Evolution of SUVA (a) and DOC (b) during isotherm experiments performed in the presence or absence of Aldrich or sediment HS. t = 0 is collected after 5 min of contact between sediment and solution; t = 24 h is collected at the end of the isotherm experiment. (Standard deviations were obtained from three replicate experiments)

Full size image

Conclusion

This work confirmed that the presence of humic substances influences the sorption of pharmaceuticals onto sediments. Thus, the results point out that the presence of sediment HS increases the sorption of SMX, DCF, and TMP, but slightly reduces the sorption of ATN. Similarly, the presence of Aldrich HS causes an increase of the sorption of TMP and ATN and a decrease of the sorption of SMX and DCF. Consequently, there is no “unique effect” induced by the origin of organic matter.

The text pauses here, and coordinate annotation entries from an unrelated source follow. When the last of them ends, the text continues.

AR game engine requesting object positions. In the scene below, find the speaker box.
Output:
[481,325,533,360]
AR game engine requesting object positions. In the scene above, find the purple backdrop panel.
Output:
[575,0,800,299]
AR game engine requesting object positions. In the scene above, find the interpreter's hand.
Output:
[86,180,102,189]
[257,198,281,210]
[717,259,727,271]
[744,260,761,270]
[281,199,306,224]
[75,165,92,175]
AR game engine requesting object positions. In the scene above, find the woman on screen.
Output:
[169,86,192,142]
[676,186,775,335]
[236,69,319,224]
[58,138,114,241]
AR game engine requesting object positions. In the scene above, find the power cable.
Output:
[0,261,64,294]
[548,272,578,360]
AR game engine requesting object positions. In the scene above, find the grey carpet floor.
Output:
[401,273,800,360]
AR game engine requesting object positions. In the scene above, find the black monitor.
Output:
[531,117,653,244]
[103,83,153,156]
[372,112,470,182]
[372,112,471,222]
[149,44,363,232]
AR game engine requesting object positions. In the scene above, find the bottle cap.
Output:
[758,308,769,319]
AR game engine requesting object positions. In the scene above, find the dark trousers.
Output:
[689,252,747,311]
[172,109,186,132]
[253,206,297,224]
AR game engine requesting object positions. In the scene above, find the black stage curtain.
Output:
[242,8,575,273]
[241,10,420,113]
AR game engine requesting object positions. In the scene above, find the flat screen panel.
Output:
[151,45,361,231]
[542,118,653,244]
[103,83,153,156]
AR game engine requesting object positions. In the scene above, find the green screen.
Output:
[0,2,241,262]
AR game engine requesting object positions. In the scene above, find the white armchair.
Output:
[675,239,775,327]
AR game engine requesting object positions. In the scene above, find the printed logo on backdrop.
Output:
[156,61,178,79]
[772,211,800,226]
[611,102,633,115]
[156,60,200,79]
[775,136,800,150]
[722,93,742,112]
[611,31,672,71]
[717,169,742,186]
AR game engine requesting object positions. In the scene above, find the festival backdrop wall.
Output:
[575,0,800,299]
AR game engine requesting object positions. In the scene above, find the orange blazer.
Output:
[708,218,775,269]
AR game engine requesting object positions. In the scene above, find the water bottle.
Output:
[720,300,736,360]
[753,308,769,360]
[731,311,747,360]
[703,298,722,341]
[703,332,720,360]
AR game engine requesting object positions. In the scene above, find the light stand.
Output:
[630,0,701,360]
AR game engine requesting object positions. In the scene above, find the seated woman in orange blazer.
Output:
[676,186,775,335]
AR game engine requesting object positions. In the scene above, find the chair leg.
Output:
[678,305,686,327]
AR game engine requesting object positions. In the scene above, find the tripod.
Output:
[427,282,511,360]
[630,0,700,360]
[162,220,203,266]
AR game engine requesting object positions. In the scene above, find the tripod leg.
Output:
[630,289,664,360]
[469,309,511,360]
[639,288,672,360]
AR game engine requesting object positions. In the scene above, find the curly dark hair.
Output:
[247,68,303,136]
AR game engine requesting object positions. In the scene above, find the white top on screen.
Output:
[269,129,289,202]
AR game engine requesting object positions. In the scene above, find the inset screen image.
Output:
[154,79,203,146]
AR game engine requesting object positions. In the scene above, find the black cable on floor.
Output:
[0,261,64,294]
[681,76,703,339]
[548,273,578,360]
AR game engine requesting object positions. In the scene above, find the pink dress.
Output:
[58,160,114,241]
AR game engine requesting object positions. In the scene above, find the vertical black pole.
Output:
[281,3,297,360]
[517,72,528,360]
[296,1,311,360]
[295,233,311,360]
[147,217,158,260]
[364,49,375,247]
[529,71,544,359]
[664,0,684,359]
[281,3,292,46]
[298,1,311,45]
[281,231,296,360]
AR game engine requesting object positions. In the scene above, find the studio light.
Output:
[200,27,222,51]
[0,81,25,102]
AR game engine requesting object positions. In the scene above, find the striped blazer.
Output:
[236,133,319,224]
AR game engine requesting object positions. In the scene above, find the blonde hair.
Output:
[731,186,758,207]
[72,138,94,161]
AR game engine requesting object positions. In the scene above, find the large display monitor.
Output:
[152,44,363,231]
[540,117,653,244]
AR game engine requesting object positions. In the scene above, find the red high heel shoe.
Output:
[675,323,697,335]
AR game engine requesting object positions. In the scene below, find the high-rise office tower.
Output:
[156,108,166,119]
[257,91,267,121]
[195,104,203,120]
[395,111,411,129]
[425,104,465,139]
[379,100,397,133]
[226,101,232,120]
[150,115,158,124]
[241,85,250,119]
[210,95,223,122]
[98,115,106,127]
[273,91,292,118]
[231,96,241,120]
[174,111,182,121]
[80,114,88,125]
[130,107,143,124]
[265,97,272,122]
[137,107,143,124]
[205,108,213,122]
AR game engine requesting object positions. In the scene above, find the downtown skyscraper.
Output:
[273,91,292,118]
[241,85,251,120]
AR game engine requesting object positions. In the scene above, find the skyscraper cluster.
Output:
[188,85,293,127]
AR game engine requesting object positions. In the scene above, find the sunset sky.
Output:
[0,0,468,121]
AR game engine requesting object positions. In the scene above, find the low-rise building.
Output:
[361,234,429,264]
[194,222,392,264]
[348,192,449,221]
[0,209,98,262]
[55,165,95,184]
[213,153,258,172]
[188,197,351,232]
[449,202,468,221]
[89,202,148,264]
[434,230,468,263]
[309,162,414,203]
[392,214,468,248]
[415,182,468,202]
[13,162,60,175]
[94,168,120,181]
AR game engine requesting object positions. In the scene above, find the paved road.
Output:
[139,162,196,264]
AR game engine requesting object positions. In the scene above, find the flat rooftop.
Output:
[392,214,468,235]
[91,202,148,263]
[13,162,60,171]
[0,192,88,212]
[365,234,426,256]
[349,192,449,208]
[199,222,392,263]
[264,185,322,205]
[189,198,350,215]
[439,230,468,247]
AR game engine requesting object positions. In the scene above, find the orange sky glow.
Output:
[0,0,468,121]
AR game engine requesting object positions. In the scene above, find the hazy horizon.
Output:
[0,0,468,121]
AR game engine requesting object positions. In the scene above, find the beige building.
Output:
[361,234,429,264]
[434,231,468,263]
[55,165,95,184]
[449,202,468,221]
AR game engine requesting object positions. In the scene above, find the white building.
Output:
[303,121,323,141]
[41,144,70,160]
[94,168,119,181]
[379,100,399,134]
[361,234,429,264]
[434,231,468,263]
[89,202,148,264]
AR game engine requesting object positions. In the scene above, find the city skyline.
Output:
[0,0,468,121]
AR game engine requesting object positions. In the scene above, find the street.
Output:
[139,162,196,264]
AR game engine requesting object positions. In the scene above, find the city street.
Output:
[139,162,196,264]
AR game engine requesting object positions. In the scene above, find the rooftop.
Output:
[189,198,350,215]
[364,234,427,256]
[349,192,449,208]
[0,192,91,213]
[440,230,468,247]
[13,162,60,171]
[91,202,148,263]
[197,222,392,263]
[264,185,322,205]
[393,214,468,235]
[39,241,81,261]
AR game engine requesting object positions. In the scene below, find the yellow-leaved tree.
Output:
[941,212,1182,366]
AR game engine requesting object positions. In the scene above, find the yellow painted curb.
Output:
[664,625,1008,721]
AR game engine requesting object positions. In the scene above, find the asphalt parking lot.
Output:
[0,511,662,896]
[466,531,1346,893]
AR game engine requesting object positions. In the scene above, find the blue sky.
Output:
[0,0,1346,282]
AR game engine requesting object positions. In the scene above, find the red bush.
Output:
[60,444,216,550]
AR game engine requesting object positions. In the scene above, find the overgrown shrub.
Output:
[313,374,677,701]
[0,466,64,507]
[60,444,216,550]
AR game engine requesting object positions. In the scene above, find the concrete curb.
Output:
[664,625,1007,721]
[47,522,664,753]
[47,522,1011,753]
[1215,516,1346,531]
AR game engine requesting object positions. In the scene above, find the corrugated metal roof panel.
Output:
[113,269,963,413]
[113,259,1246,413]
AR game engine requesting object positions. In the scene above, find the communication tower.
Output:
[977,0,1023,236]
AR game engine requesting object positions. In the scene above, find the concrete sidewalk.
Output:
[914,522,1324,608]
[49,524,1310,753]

The use of an approach based on “classical sorption models” suggested that the sorption of SMX, DCF, and ATN involves multilayer mechanisms. This approach also pointed out that the presence of HS does not change the sorption mechanisms in the presence of sediment HS or Aldrich HS.

Difference of sorption observed with the two HS was attributed to their behavior with the Clain sediment. Thus, a possible sorption of the sediment HS onto the Clain sediment was suggested from DOC measurements performed during sorption experiments. Such phenomena might be attributed to their common origin which lead probably to strong affinities. On the contrary, the Aldrich HS has shown to induce a mobilization of OM from the sediment to the solution.

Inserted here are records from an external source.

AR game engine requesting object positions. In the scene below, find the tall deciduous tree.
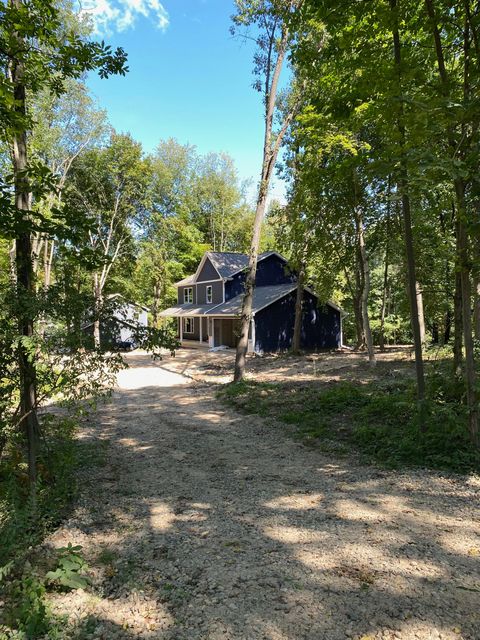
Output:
[64,134,150,348]
[0,0,126,486]
[233,0,301,382]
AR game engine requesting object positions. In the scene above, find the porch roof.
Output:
[159,303,212,318]
[160,283,297,318]
[207,283,297,316]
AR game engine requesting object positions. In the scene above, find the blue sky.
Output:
[83,0,283,202]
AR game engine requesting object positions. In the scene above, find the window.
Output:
[183,318,193,333]
[183,287,193,304]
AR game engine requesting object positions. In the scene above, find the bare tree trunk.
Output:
[8,7,39,492]
[389,0,425,418]
[233,29,296,382]
[8,240,17,285]
[415,282,426,345]
[354,200,377,367]
[292,262,305,354]
[152,281,161,329]
[93,273,102,349]
[379,204,391,351]
[352,280,366,351]
[425,0,479,447]
[473,236,480,340]
[453,264,463,376]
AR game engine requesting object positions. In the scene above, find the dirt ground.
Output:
[47,349,480,640]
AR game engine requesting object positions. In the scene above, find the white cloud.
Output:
[81,0,169,35]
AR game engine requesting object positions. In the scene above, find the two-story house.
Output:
[160,251,342,353]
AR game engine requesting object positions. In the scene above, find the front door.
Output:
[213,318,222,347]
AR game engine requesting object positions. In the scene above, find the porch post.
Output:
[207,318,214,349]
[250,316,255,353]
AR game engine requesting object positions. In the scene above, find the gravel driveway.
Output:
[49,352,480,640]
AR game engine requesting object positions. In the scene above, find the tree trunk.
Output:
[453,262,463,376]
[292,263,305,354]
[425,0,479,447]
[9,7,39,484]
[233,181,270,382]
[93,273,102,349]
[233,30,295,382]
[379,235,389,351]
[473,236,480,340]
[353,189,377,367]
[389,0,425,416]
[152,281,161,329]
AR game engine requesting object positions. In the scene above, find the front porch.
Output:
[177,316,253,352]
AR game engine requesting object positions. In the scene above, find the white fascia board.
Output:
[252,285,297,316]
[193,251,223,282]
[225,251,288,280]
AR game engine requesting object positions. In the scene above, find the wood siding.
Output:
[197,258,220,282]
[255,291,340,353]
[195,280,223,305]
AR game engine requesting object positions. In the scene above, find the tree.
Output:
[0,0,126,486]
[233,0,300,382]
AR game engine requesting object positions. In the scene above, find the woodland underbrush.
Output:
[219,361,480,473]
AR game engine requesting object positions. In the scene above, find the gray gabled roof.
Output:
[159,304,212,318]
[174,251,287,287]
[207,251,286,278]
[206,283,297,316]
[207,251,248,278]
[160,284,296,318]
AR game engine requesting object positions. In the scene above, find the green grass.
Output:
[0,416,105,640]
[219,370,480,473]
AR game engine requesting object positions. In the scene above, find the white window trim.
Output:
[205,284,213,304]
[182,318,195,333]
[183,287,193,304]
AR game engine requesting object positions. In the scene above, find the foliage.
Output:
[45,542,89,589]
[219,364,480,473]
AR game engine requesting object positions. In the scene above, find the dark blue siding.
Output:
[225,271,245,302]
[255,291,340,353]
[300,291,341,349]
[197,258,220,282]
[255,255,297,287]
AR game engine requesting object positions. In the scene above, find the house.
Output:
[82,293,148,349]
[160,251,342,353]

The measurements performed by fluorescence quenching supported the presence of pharmaceutical HS associations. However, these associations do not explained increase or decrease in the pharmaceuticals sorption observed with one or the other HS. Indeed, the results point out no major difference of binding constants (Kapp) between the two HS whereas sorption isotherms report significant difference of the distribution coefficients (Kd).

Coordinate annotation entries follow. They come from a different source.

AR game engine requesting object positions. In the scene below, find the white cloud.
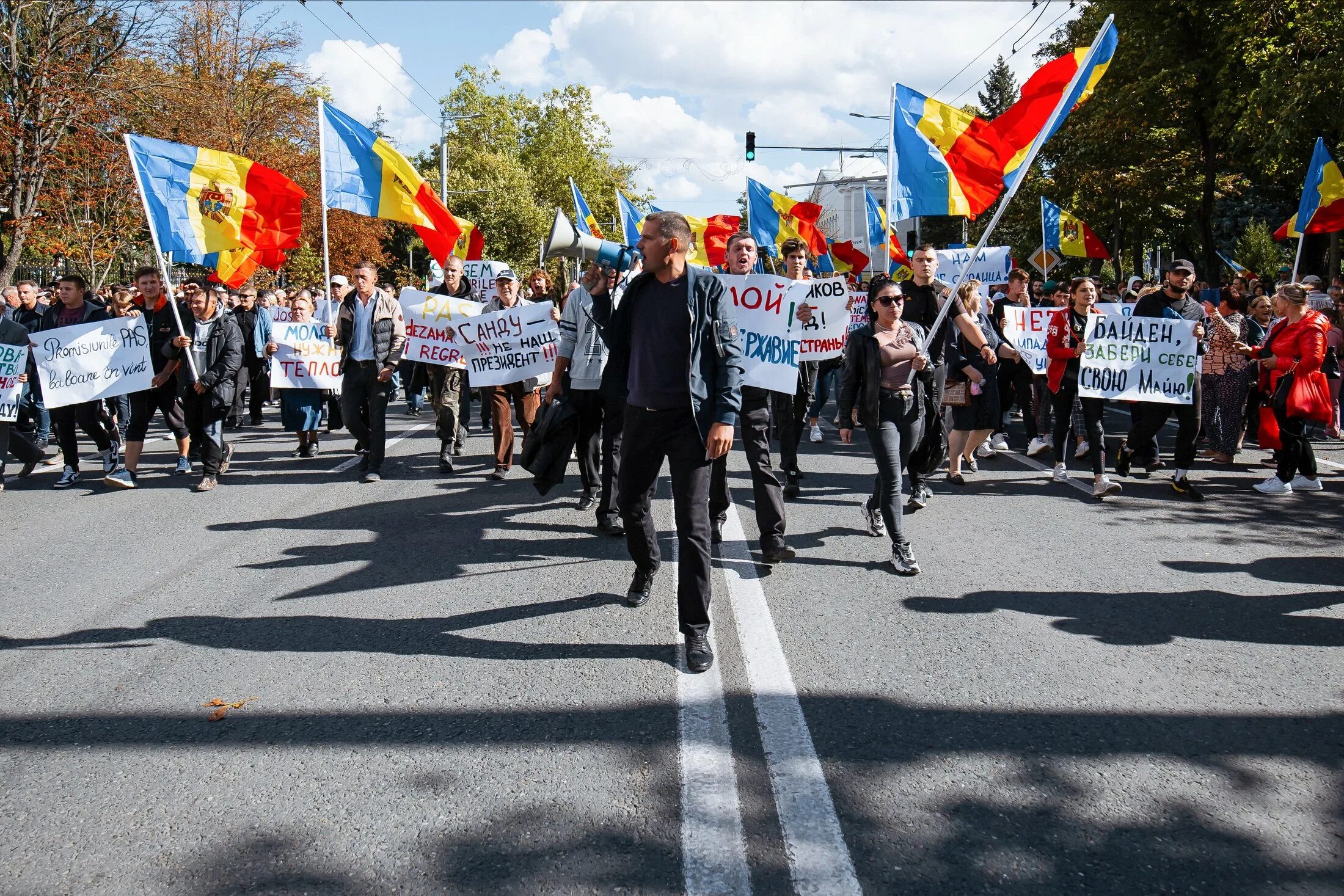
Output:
[304,40,438,152]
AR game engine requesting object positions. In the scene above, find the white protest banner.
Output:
[937,246,1012,288]
[1004,305,1059,376]
[396,286,484,370]
[32,317,155,409]
[798,277,849,362]
[848,291,868,333]
[1078,315,1199,404]
[451,302,560,387]
[0,345,28,421]
[270,321,340,392]
[715,274,814,395]
[462,262,508,302]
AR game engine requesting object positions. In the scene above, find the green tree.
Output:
[976,54,1017,121]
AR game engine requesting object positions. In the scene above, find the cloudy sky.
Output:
[294,0,1076,215]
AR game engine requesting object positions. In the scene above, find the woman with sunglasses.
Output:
[1046,277,1120,498]
[840,275,929,575]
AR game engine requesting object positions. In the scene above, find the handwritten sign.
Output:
[449,302,560,387]
[270,321,340,392]
[0,345,28,427]
[396,286,484,370]
[1078,315,1199,404]
[797,277,849,362]
[32,317,155,409]
[715,274,814,395]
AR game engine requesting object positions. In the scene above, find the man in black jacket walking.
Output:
[593,213,742,672]
[163,290,243,492]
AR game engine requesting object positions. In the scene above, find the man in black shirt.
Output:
[593,213,742,672]
[900,243,999,509]
[1116,258,1204,501]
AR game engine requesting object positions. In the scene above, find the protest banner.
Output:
[449,302,560,387]
[1078,315,1199,404]
[0,345,28,421]
[32,317,155,409]
[848,291,868,333]
[715,274,816,395]
[937,246,1012,287]
[798,277,849,362]
[1004,305,1059,376]
[396,286,484,370]
[462,262,505,302]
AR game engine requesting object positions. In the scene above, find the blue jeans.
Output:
[864,390,923,544]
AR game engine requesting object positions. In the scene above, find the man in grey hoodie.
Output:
[546,262,638,536]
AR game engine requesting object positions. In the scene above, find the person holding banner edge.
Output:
[593,213,742,672]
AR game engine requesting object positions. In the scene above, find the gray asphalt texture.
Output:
[0,403,1344,896]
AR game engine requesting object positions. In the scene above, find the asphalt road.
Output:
[0,404,1344,896]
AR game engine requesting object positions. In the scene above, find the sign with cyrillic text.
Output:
[1078,315,1199,404]
[270,321,340,392]
[32,317,155,409]
[715,274,816,395]
[396,286,484,370]
[0,345,28,424]
[450,304,560,387]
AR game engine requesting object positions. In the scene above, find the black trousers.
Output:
[340,359,392,473]
[710,385,784,551]
[51,402,117,470]
[616,404,711,635]
[995,357,1040,440]
[0,420,42,476]
[566,390,625,523]
[228,349,270,423]
[1125,376,1204,470]
[770,362,820,473]
[181,388,228,477]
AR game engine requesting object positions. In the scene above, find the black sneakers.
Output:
[625,570,653,607]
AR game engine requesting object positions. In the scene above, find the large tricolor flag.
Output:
[570,177,606,239]
[616,189,644,246]
[126,134,305,264]
[888,23,1118,219]
[747,177,827,257]
[318,101,461,264]
[1040,196,1110,259]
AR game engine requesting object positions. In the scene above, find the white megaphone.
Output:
[542,208,640,269]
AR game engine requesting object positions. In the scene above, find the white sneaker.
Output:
[1255,476,1293,494]
[1093,474,1121,498]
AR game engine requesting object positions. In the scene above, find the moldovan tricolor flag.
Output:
[1040,196,1110,258]
[747,177,828,257]
[317,101,461,264]
[570,177,606,239]
[126,134,305,264]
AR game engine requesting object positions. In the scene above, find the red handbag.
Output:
[1285,371,1333,423]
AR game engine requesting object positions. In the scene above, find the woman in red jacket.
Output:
[1232,283,1331,494]
[1046,277,1120,498]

Finally, this work shows that the sorption of pharmaceuticals is a complex mechanism in which sediment properties, pharmaceutical properties, and DOM origin interact to govern sorption. Furthermore, other elements (e.g., ions, salinity)—not considered in this work—have also an important role in the sorption mechanisms. Thus, mechanistic studies are urgently needed for a better understanding of the implication of each compartment and to develop more pertinent model for prediction of the sorption of pharmaceuticals.